HEALTH -- September 8, 2010 at 6:42 PM EDT

New Genetic Mutation Linked to Ovarian Cancer

By: Lea Winerman

A genetic mutation linked to one of the most aggressive forms of ovarian cancer may provide clues for new research into treatments and diagnostic tests for the deadly disease, as well as new insight into how other cancers develop.

Two research teams working separately published complementary studies Wednesday. In a study published in the journal Science, researchers at the Johns Hopkins Kimmel Cancer Center found that a mutation in a gene called ARID1A was present in 57 percent of all clear-cell ovarian cancer tumors. Clear-cell carcinomas are one of several types of ovarian cancer. They represent only about 12 percent of all ovarian cancers in the United States, but are particularly aggressive and hard to treat.

Working separately and using a slightly different method, researchers at the University of British Columbia found that an ARID1A mutation was present in 46 percent of clear-cell carcinomas and in 30 percent of endometrioid carcinomas, a more common type of ovarian cancer. That research was published in the New England Journal of Medicine Wednesday.

"The most exciting thing is to have two papers coming out at once," said David Huntsman of the University of British Columbia, one of the authors of the NEJM study. "That may excite the community to study ARID1A."

Only 20 percent of ovarian cancers are found before the cancer has spread, according to the Mayo clinic.

The new studies suggest that ARID1a could be a tumor suppressor gene, like the breast cancer gene BRCA, that when mutated can allow tumors to grow. In the case of the ARID1 gene, the gene encodes for a protein that compresses DNA to make it fit inside cells. The way it fits allows certain areas of DNA to be exposed and "read," turning other genes on or off. When ARID1A gene is mutated, the wrong genes could be turned on or off.
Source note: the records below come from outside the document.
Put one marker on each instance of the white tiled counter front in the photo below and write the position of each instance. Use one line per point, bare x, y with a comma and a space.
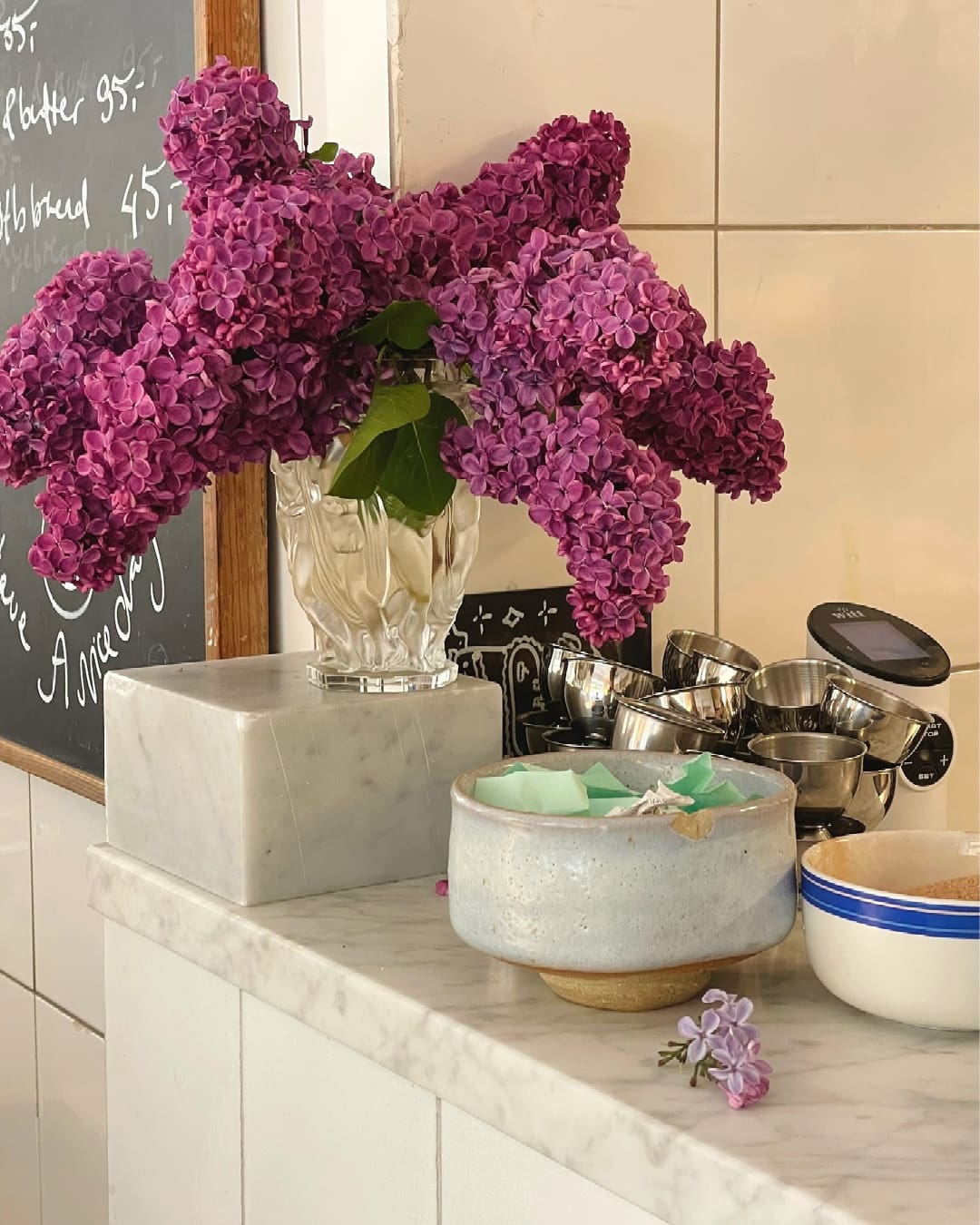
346, 1057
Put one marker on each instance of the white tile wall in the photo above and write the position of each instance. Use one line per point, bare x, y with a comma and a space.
16, 924
473, 79
345, 74
360, 1142
71, 1092
965, 778
872, 338
67, 934
20, 1187
686, 258
174, 1119
840, 112
534, 1191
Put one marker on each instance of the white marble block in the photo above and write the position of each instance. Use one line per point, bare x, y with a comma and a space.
244, 779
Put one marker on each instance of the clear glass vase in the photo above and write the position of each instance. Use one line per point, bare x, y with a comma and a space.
380, 594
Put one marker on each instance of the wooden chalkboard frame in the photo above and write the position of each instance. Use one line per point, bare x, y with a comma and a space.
235, 512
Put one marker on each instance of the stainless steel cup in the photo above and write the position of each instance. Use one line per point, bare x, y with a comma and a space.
788, 696
693, 658
720, 704
554, 672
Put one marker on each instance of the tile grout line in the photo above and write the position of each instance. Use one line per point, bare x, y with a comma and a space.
34, 990
241, 1102
716, 320
438, 1161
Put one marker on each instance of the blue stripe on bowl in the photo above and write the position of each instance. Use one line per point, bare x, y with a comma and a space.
916, 904
874, 912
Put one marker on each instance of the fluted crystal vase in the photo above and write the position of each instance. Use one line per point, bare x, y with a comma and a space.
380, 593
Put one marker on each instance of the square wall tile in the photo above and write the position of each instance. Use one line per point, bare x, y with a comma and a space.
965, 776
686, 258
345, 60
16, 924
172, 1087
535, 1190
849, 113
360, 1138
874, 342
514, 554
67, 935
288, 625
471, 80
71, 1093
20, 1186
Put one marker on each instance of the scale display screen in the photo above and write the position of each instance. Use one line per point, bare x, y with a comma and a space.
879, 641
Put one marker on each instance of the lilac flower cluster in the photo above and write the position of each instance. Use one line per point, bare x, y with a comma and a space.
610, 505
577, 345
97, 303
593, 377
724, 1047
569, 175
152, 435
226, 130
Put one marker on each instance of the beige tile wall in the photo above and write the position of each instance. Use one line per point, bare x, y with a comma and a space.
810, 172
"One of the things we would like to do is find out which genes specifically are the ones that the mutation of ARID1A affects the regulation of," says Nickolas Papadopoulos Ph.D., an oncologist at the Johns Hopkins Kimmel Cancer Center and one of the authors of the Science study. "Those are the ones we could target for therapeutic research."

Researchers also hope the finding could lead to new tests for early detection of ovarian cancer, which is often not detected until it has spread to other parts of the body. Only 20 percent of ovarian cancers are found before the cancer has spread, according to the Mayo clinic.